Now as they went on their way, Jesus entered a village. And a woman named Martha welcomed him into her house. And she had a sister called Mary, who sat at the Lord’s feet and listened to his teaching. But Martha was distracted with much serving. And she went up to him and said, “Lord, do you not care that my sister has left me to serve alone? Tell her then to help me.” But the Lord answered her, “Martha, Martha, you are anxious and troubled about many things, but one thing is necessary. Mary has chosen the good portion, which will not be taken away from her.” (Luke 10:38–42)
Luke’s contrasting descriptions of Martha and Mary show us the proper function and place that hospitality serves in our lives. Here we see Jesus teaching and Mary sitting at his feet, learning from him. Martha was preparing and serving food. She was so focused on the details of hosting that she missed the reason why she was hosting guests to begin with—so that they might learn from Jesus. This passage points us the heart and purpose of hospitality: to share the Bread of Life with others.
Here are a few lessons for us when we open our homes in hospitality:
1. Details Are Just Details
For Martha, the details became the focus of all her concern. Sure, we need to make a nice meal. And it’s also okay to create a warm and cozy space for our guests to gather. But we must remember that those activities are merely the backdrop to the greater story unfolding in our homes.

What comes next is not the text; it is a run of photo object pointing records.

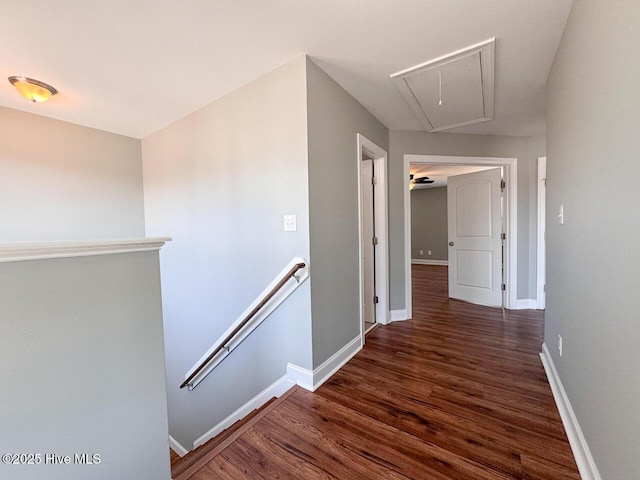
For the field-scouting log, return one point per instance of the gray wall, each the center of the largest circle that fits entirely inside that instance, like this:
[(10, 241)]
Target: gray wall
[(593, 170), (335, 118), (429, 223), (219, 182), (82, 366), (61, 181), (525, 149)]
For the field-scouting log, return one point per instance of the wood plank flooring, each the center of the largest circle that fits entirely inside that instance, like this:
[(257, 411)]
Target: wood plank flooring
[(458, 392)]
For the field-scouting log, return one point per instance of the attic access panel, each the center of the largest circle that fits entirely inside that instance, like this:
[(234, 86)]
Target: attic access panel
[(453, 90)]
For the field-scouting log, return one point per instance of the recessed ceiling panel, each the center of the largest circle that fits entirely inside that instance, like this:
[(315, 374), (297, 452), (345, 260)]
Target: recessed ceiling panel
[(450, 93), (453, 90)]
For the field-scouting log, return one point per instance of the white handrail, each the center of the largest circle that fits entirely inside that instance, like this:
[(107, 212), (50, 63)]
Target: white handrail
[(268, 301)]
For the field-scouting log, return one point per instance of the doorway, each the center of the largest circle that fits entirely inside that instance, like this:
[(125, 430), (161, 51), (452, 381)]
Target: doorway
[(372, 214), (510, 217)]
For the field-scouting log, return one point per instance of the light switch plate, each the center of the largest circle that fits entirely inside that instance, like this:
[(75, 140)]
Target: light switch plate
[(290, 223)]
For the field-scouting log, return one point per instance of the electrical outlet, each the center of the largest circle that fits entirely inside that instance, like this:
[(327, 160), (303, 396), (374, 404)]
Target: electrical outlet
[(290, 223), (560, 344), (561, 215)]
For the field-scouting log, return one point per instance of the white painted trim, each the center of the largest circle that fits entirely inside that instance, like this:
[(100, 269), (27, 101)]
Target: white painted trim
[(399, 315), (279, 387), (259, 317), (18, 252), (421, 261), (486, 51), (379, 155), (176, 447), (586, 464), (312, 380), (511, 263), (541, 270), (526, 304)]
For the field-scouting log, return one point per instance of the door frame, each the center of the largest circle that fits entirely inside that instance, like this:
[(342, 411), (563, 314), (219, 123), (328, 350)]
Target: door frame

If scrubbing and cleaning our homes in preparation for our guests becomes our focus, we might miss sharing the mess and dirtiness of our lives with others. If our greatest concern is wondering how a group of people will fit in our home, we’ll miss the opportunity to make room in our hearts for others. And if we fret about making the perfect meal to serve, we’ll miss sharing with our guests the only food that truly satisfies.
2. Heart Checks
If we find ourselves stressed like Martha about the details of hospitality, it means it has become a primary focus of our heart. When we engage in hospitality, we need to do frequent heart checks. We need to ask ourselves questions such as: Are we grumbling in our hearts about opening our home to others? Have the details consumed us? Are they distracting us from engaging with people? Do we care more about how our home looks or how the food tastes than we do about Christ being exalted?
3. Don’t Pull Guests Away
Martha wanted to pull her sister away from sitting at the feet of Christ. If what we are doing in our hospitality interferes or impedes with people being encouraged by the gospel, then we are not engaged in biblical hospitality. Jesus told Martha that Mary had chosen the better thing. Feasting on Christ, being encouraged by the gospel, and learning God’s Word are all priorities above the details of hospitality. The truth is, the dishes can wait. And feeding a hungry soul is more important than feeding an empty belly.
4. Not About Us
Martha was focused on herself and what she wanted done, not on Christ’s mission. Our goal should be God’s mission, not satisfying our own wants and desires. If the spotlight is shining on us and not on Christ, it’s not biblical hospitality. This is true when our hearts are resistant to doing hospitality, when we grumble and complain about it, and also when we get wrapped up in making all the details perfect.
The next time we open our doors to guests, may we pray for hearts that magnify Christ in all our efforts in hospitality. May all we do be for Christ and His glory, in each and every detail, pointing our guests to the only meal that will truly fill their souls.
How about you? Do you get caught up in the details of hospitality? Do you grumble at the thought of opening your home to others? How can remembering the purpose behind hospitality change your heart toward it?